De pie junto al molino, compungido, el anciano Hsin Tao temblaba de espanto. Cuando los ánades volaban alto y los pájaros callaban y los juncos se inclinaban y el día se nublaba, seguro que era el príncipe quien se disponía a salir de caza. Si el emperador era un sol, un majestuoso sol al que no se podía mirar de frente, su hijo era un meteoro desgradable.

El viejo campesino escupió con desagrado hacia la tierra y cruzando el arrozal volvió a su desvencijada cabaña. En el humo azul se escurría su mala suerte. Sin hijos, él Ying Li hacía acabado por sentirse hermanos en desgracia. Su mujer le estaría esperando con las gachas tibias y la sonrisa de quien resigna hasta la misma resignación. Juntos no pesaban casi nada, en todo caso menos que un saco de arroz. Tenía los huesos tan porosos y húmedos de caminar en el agua, la cintura tan cascada y los brazos ásperos que cada año le parecía el último que iban a vivir.

Pero el arrozal y el olor de su cieno los adheria a su superficies como pulgas al cuerpo de un perro.

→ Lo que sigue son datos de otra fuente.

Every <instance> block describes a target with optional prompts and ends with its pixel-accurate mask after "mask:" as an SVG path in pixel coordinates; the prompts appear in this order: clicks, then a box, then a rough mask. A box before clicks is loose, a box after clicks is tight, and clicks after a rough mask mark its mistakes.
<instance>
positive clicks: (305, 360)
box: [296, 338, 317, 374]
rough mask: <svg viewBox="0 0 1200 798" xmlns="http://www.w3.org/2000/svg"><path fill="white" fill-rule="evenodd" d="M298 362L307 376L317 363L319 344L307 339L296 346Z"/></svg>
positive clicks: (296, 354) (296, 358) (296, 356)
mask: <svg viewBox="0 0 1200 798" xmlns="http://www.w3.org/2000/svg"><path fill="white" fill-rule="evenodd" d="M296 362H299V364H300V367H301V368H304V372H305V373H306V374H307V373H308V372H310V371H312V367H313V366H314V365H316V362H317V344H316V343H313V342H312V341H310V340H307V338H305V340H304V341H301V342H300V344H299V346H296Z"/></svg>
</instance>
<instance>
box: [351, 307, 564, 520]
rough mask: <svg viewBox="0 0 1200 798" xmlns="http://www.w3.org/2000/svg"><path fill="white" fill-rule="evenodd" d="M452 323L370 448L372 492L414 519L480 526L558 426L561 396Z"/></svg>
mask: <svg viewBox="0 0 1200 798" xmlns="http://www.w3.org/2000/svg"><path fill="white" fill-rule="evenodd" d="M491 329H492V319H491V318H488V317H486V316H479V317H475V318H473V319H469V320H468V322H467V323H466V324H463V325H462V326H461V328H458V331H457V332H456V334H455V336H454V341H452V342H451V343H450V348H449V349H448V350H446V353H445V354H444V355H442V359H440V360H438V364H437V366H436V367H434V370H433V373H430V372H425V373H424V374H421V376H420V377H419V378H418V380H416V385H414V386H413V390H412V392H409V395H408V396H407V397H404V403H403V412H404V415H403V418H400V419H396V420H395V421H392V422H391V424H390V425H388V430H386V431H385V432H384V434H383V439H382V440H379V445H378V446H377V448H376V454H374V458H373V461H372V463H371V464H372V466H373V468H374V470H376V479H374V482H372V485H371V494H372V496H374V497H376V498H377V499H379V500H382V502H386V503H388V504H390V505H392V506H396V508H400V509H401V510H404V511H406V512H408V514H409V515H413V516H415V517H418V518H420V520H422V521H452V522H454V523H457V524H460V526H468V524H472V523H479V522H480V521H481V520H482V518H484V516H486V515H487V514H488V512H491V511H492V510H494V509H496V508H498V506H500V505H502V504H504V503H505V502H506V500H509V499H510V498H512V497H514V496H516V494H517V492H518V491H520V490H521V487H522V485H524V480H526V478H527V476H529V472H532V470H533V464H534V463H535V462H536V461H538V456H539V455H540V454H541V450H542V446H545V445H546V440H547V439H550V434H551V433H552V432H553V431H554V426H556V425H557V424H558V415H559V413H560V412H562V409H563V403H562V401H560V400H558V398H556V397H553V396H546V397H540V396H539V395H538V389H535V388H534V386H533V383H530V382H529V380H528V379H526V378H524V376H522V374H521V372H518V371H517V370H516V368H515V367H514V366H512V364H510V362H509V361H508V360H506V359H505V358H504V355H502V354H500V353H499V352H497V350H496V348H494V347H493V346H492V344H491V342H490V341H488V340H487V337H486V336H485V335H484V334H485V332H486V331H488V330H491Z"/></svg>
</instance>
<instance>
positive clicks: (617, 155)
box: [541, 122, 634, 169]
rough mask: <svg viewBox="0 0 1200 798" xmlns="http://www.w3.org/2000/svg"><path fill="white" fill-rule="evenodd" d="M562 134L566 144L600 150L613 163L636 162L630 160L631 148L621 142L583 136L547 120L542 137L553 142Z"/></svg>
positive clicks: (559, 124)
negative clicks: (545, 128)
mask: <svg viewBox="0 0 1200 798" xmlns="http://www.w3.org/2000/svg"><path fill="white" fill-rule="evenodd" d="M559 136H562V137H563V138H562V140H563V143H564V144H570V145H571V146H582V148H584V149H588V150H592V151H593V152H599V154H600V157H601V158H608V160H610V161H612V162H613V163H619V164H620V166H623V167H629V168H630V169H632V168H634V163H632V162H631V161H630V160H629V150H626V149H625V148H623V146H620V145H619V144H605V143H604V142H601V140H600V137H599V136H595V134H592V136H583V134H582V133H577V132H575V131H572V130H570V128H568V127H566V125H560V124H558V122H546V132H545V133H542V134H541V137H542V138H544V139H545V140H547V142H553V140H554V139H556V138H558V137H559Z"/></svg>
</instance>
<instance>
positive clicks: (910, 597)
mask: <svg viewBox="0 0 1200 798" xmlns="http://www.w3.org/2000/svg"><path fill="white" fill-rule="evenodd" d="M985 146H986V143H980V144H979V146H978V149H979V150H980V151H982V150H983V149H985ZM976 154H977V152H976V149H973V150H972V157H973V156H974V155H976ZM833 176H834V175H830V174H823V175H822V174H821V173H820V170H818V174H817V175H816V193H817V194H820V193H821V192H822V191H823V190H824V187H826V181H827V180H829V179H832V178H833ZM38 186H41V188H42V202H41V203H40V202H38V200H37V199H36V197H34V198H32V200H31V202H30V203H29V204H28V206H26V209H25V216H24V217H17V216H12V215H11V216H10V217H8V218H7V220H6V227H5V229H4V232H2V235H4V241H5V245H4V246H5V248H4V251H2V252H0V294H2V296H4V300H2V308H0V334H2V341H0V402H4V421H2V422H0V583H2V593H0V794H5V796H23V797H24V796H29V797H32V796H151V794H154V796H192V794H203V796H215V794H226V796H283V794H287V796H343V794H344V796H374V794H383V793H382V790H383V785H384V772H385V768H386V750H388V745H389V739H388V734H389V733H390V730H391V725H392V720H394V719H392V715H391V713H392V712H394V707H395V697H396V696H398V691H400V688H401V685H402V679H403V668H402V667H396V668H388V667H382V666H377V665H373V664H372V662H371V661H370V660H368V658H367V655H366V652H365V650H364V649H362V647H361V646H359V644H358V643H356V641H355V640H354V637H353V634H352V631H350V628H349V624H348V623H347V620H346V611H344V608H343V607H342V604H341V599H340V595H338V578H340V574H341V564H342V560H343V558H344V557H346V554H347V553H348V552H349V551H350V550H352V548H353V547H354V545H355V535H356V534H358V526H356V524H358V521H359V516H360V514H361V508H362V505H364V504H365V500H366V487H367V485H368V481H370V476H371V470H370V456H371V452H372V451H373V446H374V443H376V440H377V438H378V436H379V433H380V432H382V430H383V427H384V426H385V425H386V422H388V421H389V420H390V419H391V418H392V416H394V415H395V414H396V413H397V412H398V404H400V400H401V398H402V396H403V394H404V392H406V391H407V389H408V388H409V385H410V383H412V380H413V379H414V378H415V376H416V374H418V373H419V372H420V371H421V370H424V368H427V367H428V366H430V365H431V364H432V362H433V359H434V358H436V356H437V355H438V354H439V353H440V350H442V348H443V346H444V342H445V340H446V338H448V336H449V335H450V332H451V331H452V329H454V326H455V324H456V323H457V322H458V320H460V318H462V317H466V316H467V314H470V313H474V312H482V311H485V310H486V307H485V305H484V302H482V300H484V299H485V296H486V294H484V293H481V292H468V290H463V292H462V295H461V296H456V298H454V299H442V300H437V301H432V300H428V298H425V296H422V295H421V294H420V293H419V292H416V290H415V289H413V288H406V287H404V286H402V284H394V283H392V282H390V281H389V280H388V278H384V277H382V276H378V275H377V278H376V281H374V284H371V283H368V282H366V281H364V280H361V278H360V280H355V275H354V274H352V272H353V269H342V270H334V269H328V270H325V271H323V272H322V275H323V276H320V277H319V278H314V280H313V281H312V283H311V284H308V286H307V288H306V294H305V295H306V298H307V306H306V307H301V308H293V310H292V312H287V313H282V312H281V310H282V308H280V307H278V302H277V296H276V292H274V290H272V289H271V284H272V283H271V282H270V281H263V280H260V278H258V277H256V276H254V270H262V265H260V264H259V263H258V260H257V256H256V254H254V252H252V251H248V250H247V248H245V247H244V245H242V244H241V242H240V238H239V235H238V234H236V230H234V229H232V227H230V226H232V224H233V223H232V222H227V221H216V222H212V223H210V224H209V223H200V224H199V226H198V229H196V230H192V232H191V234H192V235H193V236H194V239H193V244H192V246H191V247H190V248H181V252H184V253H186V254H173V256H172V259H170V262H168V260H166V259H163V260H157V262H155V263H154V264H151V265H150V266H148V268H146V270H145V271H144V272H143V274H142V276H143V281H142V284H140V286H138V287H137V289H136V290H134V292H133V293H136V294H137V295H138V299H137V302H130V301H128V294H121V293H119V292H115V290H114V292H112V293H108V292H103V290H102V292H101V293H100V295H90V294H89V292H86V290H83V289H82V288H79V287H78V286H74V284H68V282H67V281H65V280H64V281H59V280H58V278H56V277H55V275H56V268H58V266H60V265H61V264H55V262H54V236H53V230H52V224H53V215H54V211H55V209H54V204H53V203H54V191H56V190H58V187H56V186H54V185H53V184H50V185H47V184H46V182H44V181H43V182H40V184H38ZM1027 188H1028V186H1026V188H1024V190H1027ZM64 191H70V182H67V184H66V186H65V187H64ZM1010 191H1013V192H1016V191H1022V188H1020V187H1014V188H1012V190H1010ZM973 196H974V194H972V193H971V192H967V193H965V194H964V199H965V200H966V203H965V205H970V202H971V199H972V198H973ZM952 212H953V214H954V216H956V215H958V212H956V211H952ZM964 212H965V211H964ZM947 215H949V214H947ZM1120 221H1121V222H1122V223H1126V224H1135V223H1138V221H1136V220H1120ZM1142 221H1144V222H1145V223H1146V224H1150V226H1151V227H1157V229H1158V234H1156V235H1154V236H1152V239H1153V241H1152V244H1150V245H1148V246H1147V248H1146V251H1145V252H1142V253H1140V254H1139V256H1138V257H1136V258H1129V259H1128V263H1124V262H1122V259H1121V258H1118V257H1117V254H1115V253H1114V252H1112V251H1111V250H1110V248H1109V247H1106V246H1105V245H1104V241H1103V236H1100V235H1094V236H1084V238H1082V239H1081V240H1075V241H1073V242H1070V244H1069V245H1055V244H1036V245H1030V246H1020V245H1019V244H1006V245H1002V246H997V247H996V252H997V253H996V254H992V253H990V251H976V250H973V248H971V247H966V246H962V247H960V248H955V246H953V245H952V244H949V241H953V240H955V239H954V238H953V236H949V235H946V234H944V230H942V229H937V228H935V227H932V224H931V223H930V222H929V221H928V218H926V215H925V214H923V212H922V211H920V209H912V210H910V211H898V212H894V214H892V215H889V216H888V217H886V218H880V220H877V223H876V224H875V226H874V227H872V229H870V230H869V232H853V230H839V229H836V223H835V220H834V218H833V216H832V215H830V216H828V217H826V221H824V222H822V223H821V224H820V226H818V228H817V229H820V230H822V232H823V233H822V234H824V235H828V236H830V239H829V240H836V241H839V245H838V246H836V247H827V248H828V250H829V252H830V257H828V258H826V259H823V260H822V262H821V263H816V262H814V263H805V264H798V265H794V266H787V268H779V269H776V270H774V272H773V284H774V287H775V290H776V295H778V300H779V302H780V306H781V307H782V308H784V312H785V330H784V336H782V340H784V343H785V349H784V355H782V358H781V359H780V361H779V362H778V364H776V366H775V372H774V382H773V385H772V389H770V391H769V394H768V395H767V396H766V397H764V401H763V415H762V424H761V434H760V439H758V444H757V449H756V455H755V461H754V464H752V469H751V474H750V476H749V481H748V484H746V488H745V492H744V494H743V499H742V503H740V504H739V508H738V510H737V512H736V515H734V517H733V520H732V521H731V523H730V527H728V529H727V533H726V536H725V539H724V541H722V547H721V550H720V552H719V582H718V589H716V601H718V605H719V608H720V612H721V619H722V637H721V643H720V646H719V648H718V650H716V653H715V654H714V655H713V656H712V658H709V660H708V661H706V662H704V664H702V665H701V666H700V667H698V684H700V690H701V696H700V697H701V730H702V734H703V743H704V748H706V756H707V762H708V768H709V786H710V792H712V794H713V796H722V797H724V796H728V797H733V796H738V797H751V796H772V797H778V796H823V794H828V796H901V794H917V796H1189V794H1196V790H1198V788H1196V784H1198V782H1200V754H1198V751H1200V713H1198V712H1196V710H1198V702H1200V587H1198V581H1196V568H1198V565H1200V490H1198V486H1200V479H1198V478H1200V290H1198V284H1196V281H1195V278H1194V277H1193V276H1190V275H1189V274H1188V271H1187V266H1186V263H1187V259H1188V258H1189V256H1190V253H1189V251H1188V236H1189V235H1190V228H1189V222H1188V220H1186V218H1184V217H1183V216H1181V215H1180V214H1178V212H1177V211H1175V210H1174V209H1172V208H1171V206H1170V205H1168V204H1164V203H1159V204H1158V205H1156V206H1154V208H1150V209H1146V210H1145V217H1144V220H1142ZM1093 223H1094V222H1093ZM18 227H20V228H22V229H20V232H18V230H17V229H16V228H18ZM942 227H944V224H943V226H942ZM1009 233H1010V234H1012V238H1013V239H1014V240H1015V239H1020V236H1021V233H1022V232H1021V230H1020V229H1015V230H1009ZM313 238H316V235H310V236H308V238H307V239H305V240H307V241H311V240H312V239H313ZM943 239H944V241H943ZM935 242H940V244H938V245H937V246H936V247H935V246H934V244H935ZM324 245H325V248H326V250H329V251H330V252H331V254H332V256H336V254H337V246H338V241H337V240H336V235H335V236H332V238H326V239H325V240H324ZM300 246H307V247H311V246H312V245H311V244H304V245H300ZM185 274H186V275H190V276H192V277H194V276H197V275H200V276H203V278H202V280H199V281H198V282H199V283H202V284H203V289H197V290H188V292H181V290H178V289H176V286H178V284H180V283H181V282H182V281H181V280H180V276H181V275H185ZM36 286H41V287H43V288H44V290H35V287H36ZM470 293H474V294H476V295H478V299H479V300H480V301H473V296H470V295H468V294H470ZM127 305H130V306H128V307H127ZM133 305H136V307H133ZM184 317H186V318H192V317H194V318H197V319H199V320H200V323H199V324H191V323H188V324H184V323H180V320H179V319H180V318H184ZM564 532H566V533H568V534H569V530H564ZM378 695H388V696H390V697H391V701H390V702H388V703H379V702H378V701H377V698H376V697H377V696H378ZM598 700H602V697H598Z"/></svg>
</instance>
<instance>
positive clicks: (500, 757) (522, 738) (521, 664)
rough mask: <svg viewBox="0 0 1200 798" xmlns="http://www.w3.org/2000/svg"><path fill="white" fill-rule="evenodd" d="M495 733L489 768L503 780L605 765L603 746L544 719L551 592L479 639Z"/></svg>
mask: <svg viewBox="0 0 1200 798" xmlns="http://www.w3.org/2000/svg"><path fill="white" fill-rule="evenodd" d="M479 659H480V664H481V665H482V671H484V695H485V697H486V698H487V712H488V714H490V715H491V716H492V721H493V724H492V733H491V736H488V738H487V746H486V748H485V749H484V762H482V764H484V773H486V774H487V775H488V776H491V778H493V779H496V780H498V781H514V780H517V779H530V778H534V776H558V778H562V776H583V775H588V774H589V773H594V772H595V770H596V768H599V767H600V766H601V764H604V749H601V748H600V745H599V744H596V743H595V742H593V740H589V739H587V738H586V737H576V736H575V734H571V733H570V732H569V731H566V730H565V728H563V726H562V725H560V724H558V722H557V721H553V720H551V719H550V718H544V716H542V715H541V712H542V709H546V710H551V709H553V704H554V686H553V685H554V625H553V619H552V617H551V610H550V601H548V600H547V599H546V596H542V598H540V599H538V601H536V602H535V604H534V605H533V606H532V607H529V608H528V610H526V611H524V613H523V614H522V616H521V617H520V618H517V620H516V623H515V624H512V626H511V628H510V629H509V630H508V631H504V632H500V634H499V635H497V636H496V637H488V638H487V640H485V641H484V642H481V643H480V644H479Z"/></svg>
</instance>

Hsin Tao tenía tres amigos: una rana, un ruiseñor y un viejo caballo al que llamaban Sombra de la Noche

Sin embargo, en medio de sus desgracias, Hsin Tao poseía un gastado y sucio tablero del Juego del Elefante con el que distraía las horas tormentosas y junto al que solía meditar cuando el viento arreciaba o el hielo tendía láminas de cristal sobre los campos. Se lo había dado otro campesino a cambio de semillas nuevas y un hato de cañas de bambú. Faltaban algunas piezas, pero eso a él no le importaba, porque de todos modos no sabía jugar, aunque reconocía, en las formas talladas, la vaga figura de un rey, el carro, el ministro, e imaginaba que los escaques, como sus cuadros de cultivo, representaban posiciones a ceder o tomar, sitios de recogida o avance. Intentó enseñarle a su caballo, Sombra de la Noche, alguna de las piezas con la vana esperanza de que algún guiño de sus ojos le revelara algo, pues en su terrestre humildad Hsin Tao creía que el animal era más listo que él, o por lo menos más estoico. Tenían en común los pies planos y el atractivo para las moscas, a pesar de que, cuando Ying Li y él mezclaban sus excrementos, nadie hubiera podido decir dónde empezaba lo animal y acababa lo humano. Le ayudaba con la reja y, a veces, sentía celos de la rana, pero más del ruiseñor, criatura que arrancaba sonrisas del ajado rostro de Hsin Tao. Incluso entonces, se decía el campesino, incluso celosos los caballos son tan nobles que nunca dicen nada, si se exceptúa el darte un golpe en la espalda con el morro o menear la cola delante de tus ojos.